A tale of two churches perhaps.  It was a great privelage to attend the inaugral Assembly of the Anglican Church in North America.  I confess I was nervous about it.  I feared that the pundits would be correct in their assertions that the issue of Women’s Ordination and the disagreements between the Evangelicals and Anglo Catholics would result in a fractured and fractious meeting.  Not so.  The differences are real, no one pretended they didn’t exist.  They will, in God’s timing be dealt with.  This assembly was characterized by open and respectful dialogue, and the passage of the Constitution and Cannons of the Anglican Church in North America.

A sense of mission permeated the air.  Differences while real, seemed small, in light of our shared commitment to rebuilding an authentic and vibrant Anglican witness in North America.
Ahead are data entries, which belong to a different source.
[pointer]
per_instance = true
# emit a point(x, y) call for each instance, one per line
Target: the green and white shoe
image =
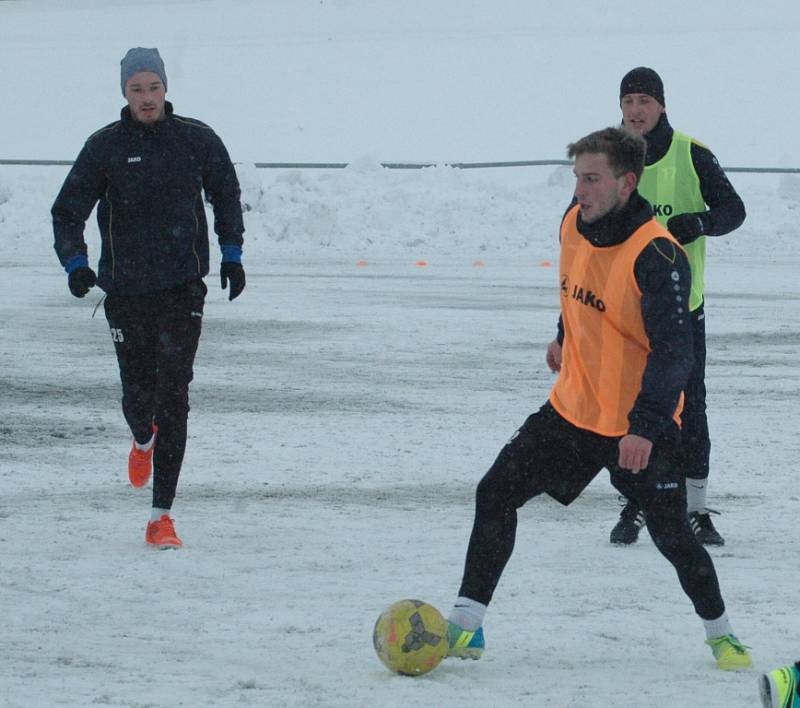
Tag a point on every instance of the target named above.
point(464, 644)
point(780, 688)
point(730, 653)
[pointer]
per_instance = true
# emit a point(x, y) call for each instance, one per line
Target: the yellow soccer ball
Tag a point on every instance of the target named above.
point(410, 637)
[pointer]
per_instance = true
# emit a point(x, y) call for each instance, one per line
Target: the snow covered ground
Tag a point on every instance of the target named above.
point(342, 413)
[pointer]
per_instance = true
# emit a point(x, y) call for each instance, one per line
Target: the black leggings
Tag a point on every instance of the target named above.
point(155, 338)
point(550, 455)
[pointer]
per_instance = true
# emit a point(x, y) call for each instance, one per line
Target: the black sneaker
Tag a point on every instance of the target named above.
point(704, 529)
point(631, 520)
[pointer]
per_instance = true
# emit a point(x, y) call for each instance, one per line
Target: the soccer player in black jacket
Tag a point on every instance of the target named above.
point(148, 171)
point(693, 198)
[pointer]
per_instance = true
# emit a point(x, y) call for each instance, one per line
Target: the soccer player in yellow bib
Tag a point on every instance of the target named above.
point(693, 198)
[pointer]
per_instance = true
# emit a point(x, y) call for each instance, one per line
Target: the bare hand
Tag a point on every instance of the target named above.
point(634, 453)
point(553, 358)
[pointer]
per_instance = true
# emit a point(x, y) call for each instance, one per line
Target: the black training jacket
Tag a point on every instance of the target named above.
point(663, 275)
point(149, 182)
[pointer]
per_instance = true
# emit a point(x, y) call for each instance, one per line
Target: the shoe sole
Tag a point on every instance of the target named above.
point(765, 691)
point(163, 546)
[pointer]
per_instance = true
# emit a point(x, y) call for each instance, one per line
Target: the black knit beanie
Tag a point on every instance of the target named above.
point(642, 80)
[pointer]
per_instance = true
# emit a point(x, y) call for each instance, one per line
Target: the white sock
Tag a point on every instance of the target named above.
point(696, 495)
point(157, 513)
point(467, 613)
point(144, 447)
point(718, 627)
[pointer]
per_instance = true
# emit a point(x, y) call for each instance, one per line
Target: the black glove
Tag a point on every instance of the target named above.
point(81, 280)
point(229, 270)
point(686, 227)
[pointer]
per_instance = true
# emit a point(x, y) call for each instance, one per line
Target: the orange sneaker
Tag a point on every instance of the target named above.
point(161, 533)
point(140, 463)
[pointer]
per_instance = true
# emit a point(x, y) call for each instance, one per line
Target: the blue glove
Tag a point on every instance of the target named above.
point(81, 280)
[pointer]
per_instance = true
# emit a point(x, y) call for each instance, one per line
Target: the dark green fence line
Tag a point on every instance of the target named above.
point(416, 165)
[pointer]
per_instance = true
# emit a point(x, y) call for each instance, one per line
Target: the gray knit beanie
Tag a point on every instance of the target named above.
point(141, 59)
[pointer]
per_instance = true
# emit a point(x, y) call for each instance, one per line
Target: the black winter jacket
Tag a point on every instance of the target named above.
point(149, 181)
point(663, 275)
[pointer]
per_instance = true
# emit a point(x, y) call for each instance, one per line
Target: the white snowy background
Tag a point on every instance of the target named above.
point(342, 413)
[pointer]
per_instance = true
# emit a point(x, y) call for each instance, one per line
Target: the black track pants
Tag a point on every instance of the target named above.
point(155, 338)
point(696, 442)
point(550, 455)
Now we wait and watch our ecclesiastical cousins, The Episcopal Church, as they prepare for their 2009 General Convention (GC2009).  Anglicans around the world will watch carefully.  Will GC2009 abide by the moratoria passed by the Anglican Consultative Council (ACC) or will they choose independence over interdependence.  The ACC

affirms the request of the Windsor Report (2004), adopted at the Primates’ Meetings (2005, 2007 and 2009) and supported at the Lambeth Conference (2008) for the implementation of the agreed moratoria on the Consecration of Bishops living in a same gender union, authorisation of public Rites of blessing for Same Sex unions and continued interventions in other Provinces, and urges gracious restraint in all these areas.

The first and second moratoria will be debated at GC2007.  The first, having to do with Bishops, will now be the subject of two hours of debate in the House of Deputies acting as a “Committee of the Whole”.  This will be a fascinating debate and decision making moment. The Anglican Curmudgeon has a blog entry about this unusual development.

It is a curious possibility that the existence of the ACNA might slow down the theological drift of TEC.  The fear of being supplanted as the Anglican Province in North America may well cause some to put the brakes on.  On the other hand the loss of so many members, congregations, and diocese have not had that effect.

In other curious developments concerning GC2009, The Archbishop of Canterbury has not being invited to preach at the Convention.  This makes him the first ABC to attend a GC and not be invited to preach.  Interesting.